Достоевский – знаток человеческой души, глубоко заглянувший в
ее бездны: с гениальным мастерством он вывел на свет то, от чего
с ужасом отшатывается наше дневное сознание: извращенные желания,
преступные импульсы, иррациональные страхи. Именно на манипуляции
этими темными началами построил свою власть над чело-веком Великий
Инквизитор. Достоевский изображает его таким же проникновенным
психологом, каким был он сам. Но Достоевский видел свою миссию
в том, чтобы внести Божественный свет в недра подсознания.
Инквизитор, напротив, хочет навсегда оставить человека таким,
какой он есть, не допуская возможности его духовного роста.
Как трезвый реалист и заботливый отец, он принимает на себя
бремя ответственности за пороки и преступления своих неразумных
и слабых детей. Здесь он явно пародирует Иисуса Христа,
который «взял на Себя наши болезни и понес наши грехи».
Властвуя от Его имени, Инквизитор знает, что в действительности
он служит тому «страшному и умному духу», который искушал
Христа в пус-тыне. «Мы не с тобой, мы с ним» – говорит он
живому Иисусу, который неожиданно появляется на улицах Севильи
на исходе пятнадцатого века.
Как бы продолжая неоконченный спор сатаны с Иисусом,
Инквизитор говорит: «Ты не захотел лишить человека свободы…, ты
возразил, что человек жив не единым хлебом, но знаешь ли, что
во имя этого самого хлеба земного и восстанет на тебя дух
земли и сразится с тобою и победит тебя и все пойдут за ним,
восклицая: “Кто подобен зверю сему, он дал нам огонь с
небеси!“… Поймут наконец сами, что свобода и хлеб земной вдоволь
для всякого вместе немыслимы, ибо никогда, никогда не сумеют они
разделиться между собою! Убедятся также, что они не могут быть
никогда и свободными, потому что малосильны, порочны, ничтожны и
бунтовщики… Ибо нет у человека заботы мучительнее, как найти
того, кому бы передать поскорее этот дар свободы, с которым это
не-счастное существо рождается… В свободные от труда часы мы
устроим им жизнь как детскую игру, с детскими песнями, хором, с
невинными плясками… Мы скажем им, что всякий грех будет
искуплен, если сделан будет с нашего позволения; позволяем же им
грешить, потому что их любим, наказание же за эти грехи, так и
быть, возьмем на себя. И нас они будут обожать как
благодетелей, понесших на себе их грехи пред Богом».

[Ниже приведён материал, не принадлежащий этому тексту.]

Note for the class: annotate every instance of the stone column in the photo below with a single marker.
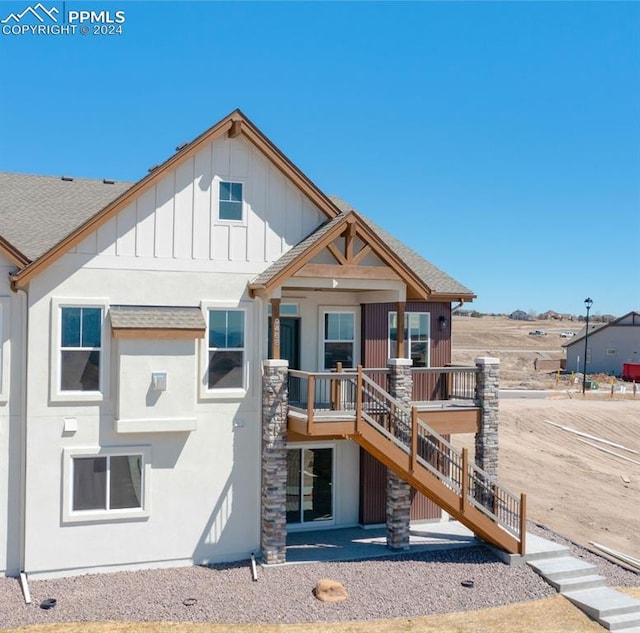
(487, 398)
(273, 529)
(398, 490)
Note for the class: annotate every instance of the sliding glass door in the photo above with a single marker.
(309, 486)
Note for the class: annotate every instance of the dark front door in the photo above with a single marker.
(289, 341)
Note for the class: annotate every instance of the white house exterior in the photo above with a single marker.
(135, 325)
(609, 347)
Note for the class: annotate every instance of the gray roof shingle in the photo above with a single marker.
(37, 212)
(434, 278)
(156, 317)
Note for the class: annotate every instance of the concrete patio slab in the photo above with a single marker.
(359, 543)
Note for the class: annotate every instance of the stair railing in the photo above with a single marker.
(400, 424)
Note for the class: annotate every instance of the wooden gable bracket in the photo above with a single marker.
(236, 128)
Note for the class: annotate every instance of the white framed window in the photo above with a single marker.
(417, 326)
(4, 349)
(226, 349)
(338, 338)
(104, 484)
(230, 200)
(80, 349)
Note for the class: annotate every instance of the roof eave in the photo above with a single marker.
(241, 125)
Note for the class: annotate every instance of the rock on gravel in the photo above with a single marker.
(407, 585)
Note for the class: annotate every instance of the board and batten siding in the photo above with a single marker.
(177, 218)
(375, 353)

Мощная проповедь Достоевского (самого читаемого русского
писателя на западе) пробуждала в сердце образованного
человека глубокую ненависть ко всякому духовному порабощению
личности. В отечественном опыте такое порабощение исходило,
прежде всего, от государства, тогда как в европейском сознании
образ Великого Ин-квизитора стал олицетворением худших сторон
папизма.
Владимир Соловьев изображает носителя мирового зла
несколько иными красками. «Антихрист» Соловьева в словах,
делах и даже наедине со своей совестью – это воплощенная
добродетель, даже окрашенная христианскими идеалами:
«Он питает свою самость сознанием своих сверхчеловеческих
добродетелей и дарований – ведь это, как сказано, человек
безупречной нравственности и необычайной гениальности». Делом его
жизни является установление всеобщего мира на земле и царства
«всеобщей сытости». Антихрист пишет гениальную книгу, которая
пролагает ему путь к власти над миром, покоряя даже врагов и
соперников широтой охвата всех идеальных целей человечества.
Соловьев пишет о нем:
«Здесь соединяется благородная почтительность к древним
преданиями и символам с широким и смелым радикализмом
общественно-политических требований и указаний, неограниченная
свобода мысли с глубочайшим пониманием всего мистического,
безуслов-ный индивидуализм с горячей преданностью общему благу,
самый возвышенный идеализм руководящих начал с полною
определенностью и жизненностью практических решений».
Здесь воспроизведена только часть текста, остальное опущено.